E sono proprio queste caratteristiche, qualità per il presidente della Regione, che avrebbero indotto il Chiampa a ipotizzare la proposta di uno dei suoi due assessori per aiutare, ancora una volta, il partito a uscire da un cul de sac dove continuano ad agitarsi ambizioni personali, strategie improvvisate e pulsioni correntizie senza, come confermato ancora nella Direzione regionale di ieri, far intravvedere una soluzione.

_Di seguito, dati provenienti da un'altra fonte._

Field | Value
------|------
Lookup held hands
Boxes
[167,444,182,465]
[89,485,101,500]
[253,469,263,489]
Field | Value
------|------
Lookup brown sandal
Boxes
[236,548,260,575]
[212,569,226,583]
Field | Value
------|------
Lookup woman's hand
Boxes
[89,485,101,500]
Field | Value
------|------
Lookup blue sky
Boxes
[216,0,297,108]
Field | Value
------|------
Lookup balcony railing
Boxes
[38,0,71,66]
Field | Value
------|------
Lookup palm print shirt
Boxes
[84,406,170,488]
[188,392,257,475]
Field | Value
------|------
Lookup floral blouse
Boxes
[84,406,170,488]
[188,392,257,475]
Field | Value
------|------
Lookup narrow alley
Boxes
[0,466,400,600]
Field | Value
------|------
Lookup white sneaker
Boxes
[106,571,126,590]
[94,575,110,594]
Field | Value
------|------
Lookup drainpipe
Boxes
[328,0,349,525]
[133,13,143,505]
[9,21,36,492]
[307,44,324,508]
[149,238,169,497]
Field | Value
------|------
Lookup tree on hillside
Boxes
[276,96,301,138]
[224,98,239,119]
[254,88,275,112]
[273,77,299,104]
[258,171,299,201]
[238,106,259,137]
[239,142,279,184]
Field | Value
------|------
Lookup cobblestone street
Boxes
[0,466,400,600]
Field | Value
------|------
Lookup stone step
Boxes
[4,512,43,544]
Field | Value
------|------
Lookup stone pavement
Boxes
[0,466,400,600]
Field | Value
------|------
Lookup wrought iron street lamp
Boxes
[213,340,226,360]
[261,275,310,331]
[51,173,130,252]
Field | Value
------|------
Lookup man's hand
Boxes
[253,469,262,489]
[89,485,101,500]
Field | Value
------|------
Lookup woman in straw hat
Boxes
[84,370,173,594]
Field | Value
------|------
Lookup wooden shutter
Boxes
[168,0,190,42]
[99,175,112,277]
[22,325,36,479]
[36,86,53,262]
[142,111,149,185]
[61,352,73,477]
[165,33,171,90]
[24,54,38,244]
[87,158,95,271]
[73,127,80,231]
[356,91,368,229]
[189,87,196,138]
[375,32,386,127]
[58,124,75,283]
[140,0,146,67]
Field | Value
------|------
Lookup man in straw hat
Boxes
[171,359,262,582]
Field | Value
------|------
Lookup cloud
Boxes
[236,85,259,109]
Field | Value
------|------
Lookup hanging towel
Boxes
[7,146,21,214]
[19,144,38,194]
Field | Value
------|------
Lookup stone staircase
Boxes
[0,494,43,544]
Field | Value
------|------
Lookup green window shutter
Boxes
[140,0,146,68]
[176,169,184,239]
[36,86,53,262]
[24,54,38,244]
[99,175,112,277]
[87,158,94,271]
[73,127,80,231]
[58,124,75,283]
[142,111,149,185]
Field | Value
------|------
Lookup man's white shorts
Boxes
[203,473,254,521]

Nomi che girano come le palline dell’estrazione del lotto con numeri secchi, ambi e terni che spuntano e spariscono: il consigliere regionale Raffaele Gallo con il suo bagaglio di tessere paterno e l’appoggio (per ora) del senatore renziano (a Roma) Mauro Laus, l’ex parlamentare vercellese Luigi Bobba pronto a candidarsi contro i veti nazionali. E poi la renzianissima Silvia Fregolent nome ripetuto dall’inner circle romano dell’ex segretario (ma neppure tutto) proprio in funzione anti-Bobba, da sola o in accoppiata con funzione unitaria con il biellese Paolo Furia o con l’orlandiano alessandrino Daniele Borioli e via così, in una sarabanda di cui la spinta in avanti, a metà dicembre, dell’inizio del congresso non può essere certo il rimedio ma solo, appunto, un rinvio.

Certamente non del tutto inutile: nei prossimi giorni o settimane il presidente della Regione potrebbe farla, quella sua proposta. E chissà che non trovi accoglimento, oppure il solo paventarla muova anche i più riottosi a trovare quella soluzione unitaria oggi neppure alle viste. Nell’uno o nell’altro caso, sarà comunque nel nome del Chiampa.